RAG indexing patterns
Whichever DB you pick, the indexing pattern for a serious RAG corpus has the same shape:
- Source documents land in object storage with a manifest of metadata (source URL, modified timestamp, classification, owning team).
- An indexing pipeline (Argo Workflows is the easy answer; covered in a follow-up piece) chunks the documents, embeds the chunks via a model serving endpoint, and writes the vectors plus payload metadata into the vector DB.
- A query path in the application takes the user's query, embeds it, queries the DB with payload filters (classification, source, recency), assembles the top-k chunks into the prompt context, and returns the LLM response.
- A re-index loop that detects upstream document changes, re-embeds the affected chunks, and updates the DB. The hardest part of a RAG platform; most teams under-invest in this and live with stale answers.
The vector DB is one component in that loop. Its choice doesn't change the loop's shape, but it does change the operational primitives the loop has available. Qdrant's snapshot API makes the rollback story easier. Milvus's scale story makes the multi-billion-chunk path possible. Weaviate's module story makes the embedding and re-rank steps feel native.
The DaC shape, again
This is Decisions as Code (DaC), the approach behind nearly every self-service and automation system I've designed: pull business decisions out of platform configuration into a small, curated layer (often five real decisions where the raw config exposed eighty-nine) and let the platform absorb the rest through templates and defaults the platform owns. (I called this Property Toolkit during my OneFuse days; the foundation is different, the shape isn't.)
The Helm chart for the vector DB has a values surface that should not be re-invented per deploy. Replicas, replication factor, storage class, snapshot schedule, the resource requests, the network policy, the egress rules, all of those are organizational decisions, not vector-DB-specific opinions.
The pattern from the Helm values article carries over directly: the standard values live in the standards library chart; the vector DB chart consumes them; the per-environment overrides are thin. The deploy decision becomes "which DB", everything around it is the same chassis.
Define the decisions once. Project them onto every consuming chart. Validate at the boundary. Pair with policy at admission. The vector DB is just another consumer.
What I keep coming back to
For most teams in 2025, Qdrant is the easiest answer that's still production-grade. Weaviate is the answer when the database should do more than store and search. Milvus is the answer when the corpus is materially larger than the simpler contenders comfortably handle.
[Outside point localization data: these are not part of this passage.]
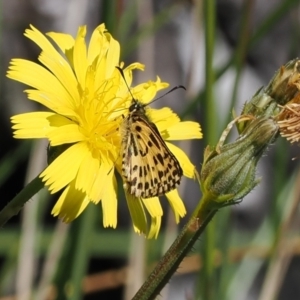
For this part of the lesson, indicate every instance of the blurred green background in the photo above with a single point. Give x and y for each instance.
(223, 51)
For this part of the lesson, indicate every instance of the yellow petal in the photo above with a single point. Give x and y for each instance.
(87, 173)
(154, 228)
(98, 44)
(163, 118)
(71, 204)
(66, 134)
(183, 131)
(103, 179)
(41, 79)
(110, 205)
(64, 168)
(31, 125)
(55, 62)
(137, 213)
(79, 57)
(185, 163)
(153, 206)
(63, 41)
(176, 204)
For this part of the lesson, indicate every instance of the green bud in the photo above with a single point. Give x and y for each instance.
(228, 175)
(281, 89)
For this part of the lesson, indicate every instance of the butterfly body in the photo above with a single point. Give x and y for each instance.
(149, 168)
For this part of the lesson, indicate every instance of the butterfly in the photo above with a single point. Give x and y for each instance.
(149, 168)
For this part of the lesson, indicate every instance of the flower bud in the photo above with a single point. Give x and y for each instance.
(281, 89)
(229, 175)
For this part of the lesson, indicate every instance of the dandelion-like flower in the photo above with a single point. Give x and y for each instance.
(289, 120)
(88, 100)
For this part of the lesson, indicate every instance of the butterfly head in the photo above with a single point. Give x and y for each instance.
(136, 106)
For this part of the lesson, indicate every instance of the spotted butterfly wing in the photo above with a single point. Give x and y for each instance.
(149, 168)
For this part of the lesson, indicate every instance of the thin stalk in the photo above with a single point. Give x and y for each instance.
(207, 280)
(169, 263)
(17, 203)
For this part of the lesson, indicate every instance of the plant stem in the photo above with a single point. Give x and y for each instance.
(17, 203)
(169, 263)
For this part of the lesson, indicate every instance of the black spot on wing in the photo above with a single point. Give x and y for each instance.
(154, 140)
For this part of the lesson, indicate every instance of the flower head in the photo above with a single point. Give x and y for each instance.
(87, 101)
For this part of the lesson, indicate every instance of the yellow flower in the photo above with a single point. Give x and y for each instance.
(87, 100)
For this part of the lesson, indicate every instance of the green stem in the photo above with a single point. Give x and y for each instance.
(17, 203)
(169, 263)
(209, 12)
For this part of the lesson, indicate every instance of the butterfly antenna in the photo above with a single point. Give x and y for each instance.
(122, 74)
(168, 92)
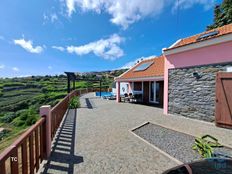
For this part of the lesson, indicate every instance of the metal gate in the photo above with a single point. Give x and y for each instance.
(224, 99)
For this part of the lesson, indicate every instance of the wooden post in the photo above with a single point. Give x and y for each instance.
(100, 88)
(74, 84)
(68, 78)
(118, 91)
(46, 112)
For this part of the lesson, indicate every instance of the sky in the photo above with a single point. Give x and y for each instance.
(50, 37)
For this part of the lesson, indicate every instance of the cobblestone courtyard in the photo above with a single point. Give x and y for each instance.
(105, 144)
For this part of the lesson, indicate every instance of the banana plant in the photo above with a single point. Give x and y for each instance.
(205, 145)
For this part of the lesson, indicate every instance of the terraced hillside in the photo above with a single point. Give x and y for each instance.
(21, 98)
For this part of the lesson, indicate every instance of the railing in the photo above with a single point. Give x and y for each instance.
(58, 111)
(27, 153)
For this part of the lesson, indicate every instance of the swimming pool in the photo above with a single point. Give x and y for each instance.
(104, 94)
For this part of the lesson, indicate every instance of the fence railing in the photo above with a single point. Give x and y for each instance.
(27, 153)
(58, 111)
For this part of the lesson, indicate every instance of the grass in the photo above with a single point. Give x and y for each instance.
(20, 99)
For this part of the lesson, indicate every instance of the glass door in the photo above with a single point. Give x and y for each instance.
(154, 92)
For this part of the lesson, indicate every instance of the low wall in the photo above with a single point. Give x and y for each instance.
(192, 97)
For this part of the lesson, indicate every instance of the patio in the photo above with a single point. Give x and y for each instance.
(105, 144)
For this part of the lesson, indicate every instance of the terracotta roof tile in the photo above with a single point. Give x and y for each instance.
(156, 69)
(226, 29)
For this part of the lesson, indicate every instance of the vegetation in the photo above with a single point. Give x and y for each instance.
(222, 14)
(74, 103)
(205, 145)
(21, 98)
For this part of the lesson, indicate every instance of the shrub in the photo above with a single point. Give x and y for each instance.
(26, 117)
(74, 103)
(205, 145)
(8, 117)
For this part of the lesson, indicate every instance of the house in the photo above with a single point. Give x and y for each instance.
(191, 66)
(145, 79)
(124, 88)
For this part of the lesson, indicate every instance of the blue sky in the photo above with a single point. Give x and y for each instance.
(50, 37)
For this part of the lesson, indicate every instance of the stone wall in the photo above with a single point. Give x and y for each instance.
(192, 97)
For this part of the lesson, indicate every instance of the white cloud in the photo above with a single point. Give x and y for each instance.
(186, 4)
(50, 17)
(2, 66)
(126, 12)
(105, 48)
(15, 69)
(58, 48)
(28, 46)
(132, 63)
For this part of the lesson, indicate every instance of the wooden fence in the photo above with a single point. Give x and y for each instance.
(27, 153)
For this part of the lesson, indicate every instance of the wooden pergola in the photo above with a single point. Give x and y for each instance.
(72, 78)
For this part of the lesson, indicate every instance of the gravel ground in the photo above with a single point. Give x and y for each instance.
(174, 143)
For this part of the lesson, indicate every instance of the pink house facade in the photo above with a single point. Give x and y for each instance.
(190, 69)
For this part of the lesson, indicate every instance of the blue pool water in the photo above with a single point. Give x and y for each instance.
(104, 94)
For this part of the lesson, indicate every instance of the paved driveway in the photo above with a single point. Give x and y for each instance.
(104, 144)
(104, 141)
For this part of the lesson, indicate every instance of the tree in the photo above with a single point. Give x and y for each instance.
(222, 15)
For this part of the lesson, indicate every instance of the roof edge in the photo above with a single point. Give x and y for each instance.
(204, 43)
(141, 79)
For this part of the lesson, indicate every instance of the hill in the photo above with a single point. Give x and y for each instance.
(20, 98)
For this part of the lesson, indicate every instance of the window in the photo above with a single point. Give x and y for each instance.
(143, 66)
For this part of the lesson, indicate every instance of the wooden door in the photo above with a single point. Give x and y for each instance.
(224, 99)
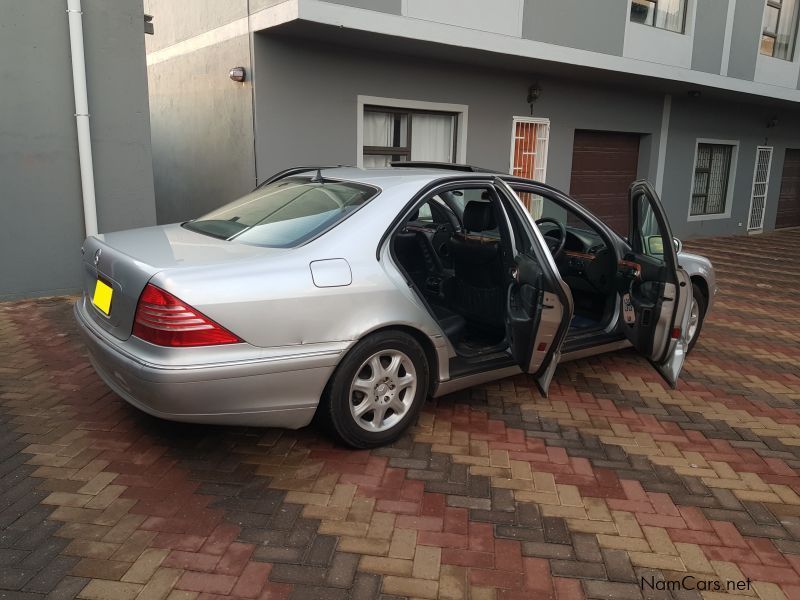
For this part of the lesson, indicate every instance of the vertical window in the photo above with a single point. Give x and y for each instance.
(400, 135)
(779, 32)
(758, 198)
(712, 173)
(664, 14)
(529, 155)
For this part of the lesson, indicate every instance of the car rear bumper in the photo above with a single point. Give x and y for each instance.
(273, 388)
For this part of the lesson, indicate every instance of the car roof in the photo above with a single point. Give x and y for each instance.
(392, 177)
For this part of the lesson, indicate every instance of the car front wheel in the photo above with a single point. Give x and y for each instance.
(377, 390)
(697, 315)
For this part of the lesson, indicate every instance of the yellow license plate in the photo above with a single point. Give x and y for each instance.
(102, 296)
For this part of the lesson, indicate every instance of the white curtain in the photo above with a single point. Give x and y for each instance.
(784, 39)
(378, 129)
(671, 15)
(432, 137)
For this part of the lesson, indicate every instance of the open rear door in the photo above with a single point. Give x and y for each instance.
(657, 301)
(538, 303)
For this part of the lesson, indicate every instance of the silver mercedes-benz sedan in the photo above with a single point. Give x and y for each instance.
(357, 294)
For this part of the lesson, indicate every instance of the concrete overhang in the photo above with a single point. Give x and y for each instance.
(394, 34)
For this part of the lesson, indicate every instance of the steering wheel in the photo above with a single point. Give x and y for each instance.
(556, 245)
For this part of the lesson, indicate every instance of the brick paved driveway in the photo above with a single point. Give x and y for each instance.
(498, 493)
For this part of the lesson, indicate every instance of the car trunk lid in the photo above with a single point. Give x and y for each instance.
(126, 260)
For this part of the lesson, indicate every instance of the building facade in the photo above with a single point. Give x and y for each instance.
(702, 97)
(40, 181)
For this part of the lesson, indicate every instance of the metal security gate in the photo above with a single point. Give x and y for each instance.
(529, 141)
(758, 198)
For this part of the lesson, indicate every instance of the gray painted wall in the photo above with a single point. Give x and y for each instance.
(202, 126)
(711, 119)
(598, 25)
(312, 120)
(709, 35)
(177, 20)
(745, 39)
(41, 192)
(320, 128)
(387, 6)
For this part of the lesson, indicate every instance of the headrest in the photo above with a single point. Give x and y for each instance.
(479, 216)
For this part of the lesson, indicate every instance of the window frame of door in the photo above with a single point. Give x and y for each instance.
(729, 192)
(535, 121)
(766, 188)
(461, 112)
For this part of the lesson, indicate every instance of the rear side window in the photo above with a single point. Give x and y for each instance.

The decisions are not close calls if you're honest about the workload. They look close because the marketing material from all three is convergent; the operational shapes are not.
The foundation question for retrieval is the same kind of question as the foundation question for serving. Pick the contender that matches the operational story you can tell. Don't pick the contender whose architecture diagram looks coolest on the conference talk. The vector DB is going to be the most stateful component in your AI platform. The decision deserves the foundation-question framing.